Ihr Credo: «Ich finde es wichtig, offen zu bleiben und sich auch persönlich zu fragen, wie man den Change nutzen kann, um sein eigenes Dossier zu erweitern. Wir können Einfluss darauf nehmen, wie wir Veränderung leben.» Es sei ein sehr guter Zeitpunkt, um ein Standbein für die Zukunft aufzubauen, findet Anja Wright. «Jeder hat sein Alleinstellungsmerkmal. Dieses gilt es zu kennen und zu stärken, dann ist man auch für die Assistenz der Zukunft gerüstet.»

Anja Wright

ist 1970 in Deutschland geboren und in Überlingen am Bodensee aufgewachsen. Nach einer Lehre zur Reisekauffrau ging sie mit 22 Jahren für das Reiseunternehmen DER Touris­tik nach Peking, ins damals noch sehr geschlossene China.
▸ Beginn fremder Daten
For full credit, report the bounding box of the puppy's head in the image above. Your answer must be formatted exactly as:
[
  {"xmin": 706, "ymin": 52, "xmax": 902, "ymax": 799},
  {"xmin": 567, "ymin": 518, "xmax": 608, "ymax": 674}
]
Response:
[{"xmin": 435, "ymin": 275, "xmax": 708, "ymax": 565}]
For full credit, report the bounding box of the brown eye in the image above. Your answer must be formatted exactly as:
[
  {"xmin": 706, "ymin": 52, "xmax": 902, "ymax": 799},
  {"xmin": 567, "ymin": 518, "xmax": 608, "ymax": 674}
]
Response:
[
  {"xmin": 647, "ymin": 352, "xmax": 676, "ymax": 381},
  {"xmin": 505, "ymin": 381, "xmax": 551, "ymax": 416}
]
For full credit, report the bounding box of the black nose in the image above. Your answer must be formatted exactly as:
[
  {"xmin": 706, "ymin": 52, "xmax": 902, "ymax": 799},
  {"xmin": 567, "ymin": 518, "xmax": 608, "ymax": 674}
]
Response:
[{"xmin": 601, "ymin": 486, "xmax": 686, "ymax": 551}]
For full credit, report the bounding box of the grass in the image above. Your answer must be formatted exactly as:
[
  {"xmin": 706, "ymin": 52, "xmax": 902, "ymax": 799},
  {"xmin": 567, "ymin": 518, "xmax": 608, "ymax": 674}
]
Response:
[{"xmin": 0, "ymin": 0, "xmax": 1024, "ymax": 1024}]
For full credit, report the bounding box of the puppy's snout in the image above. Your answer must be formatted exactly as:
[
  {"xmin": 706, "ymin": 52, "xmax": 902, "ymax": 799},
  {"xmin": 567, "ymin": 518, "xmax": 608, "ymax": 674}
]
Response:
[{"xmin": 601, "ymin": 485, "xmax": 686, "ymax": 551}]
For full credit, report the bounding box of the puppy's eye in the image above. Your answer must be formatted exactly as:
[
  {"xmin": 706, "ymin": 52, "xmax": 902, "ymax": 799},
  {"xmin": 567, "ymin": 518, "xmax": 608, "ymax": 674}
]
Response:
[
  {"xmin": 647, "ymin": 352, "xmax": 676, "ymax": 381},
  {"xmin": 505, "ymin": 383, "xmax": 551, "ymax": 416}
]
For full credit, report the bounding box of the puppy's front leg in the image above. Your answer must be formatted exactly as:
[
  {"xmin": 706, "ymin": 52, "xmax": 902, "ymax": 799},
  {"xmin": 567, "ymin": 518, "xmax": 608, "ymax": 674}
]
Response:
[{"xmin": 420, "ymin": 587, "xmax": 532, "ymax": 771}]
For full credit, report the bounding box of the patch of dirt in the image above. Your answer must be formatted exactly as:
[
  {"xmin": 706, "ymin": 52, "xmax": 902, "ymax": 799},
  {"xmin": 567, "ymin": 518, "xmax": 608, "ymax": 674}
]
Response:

Es folgten verschiedene Aufenthalte in Asien und Neuseeland, insgesamt lebte Wright 15 Jahre im Ausland. Nach der Geburt ihres Sohnes sattelte sie um und wurde selbständige Personal-Trainerin und Gesundheits-Coach. 2007 zog sie nach Kreuzlingen und bildete sich bald als Direktionsassistentin weiter. Seit März 2019 ist sie in dieser Funktion mit Projektverantwortung für Olympus Schweiz in Wallisellen tätig. Anja Wright hat 2020 einen CAS in Digital Marketing absolviert.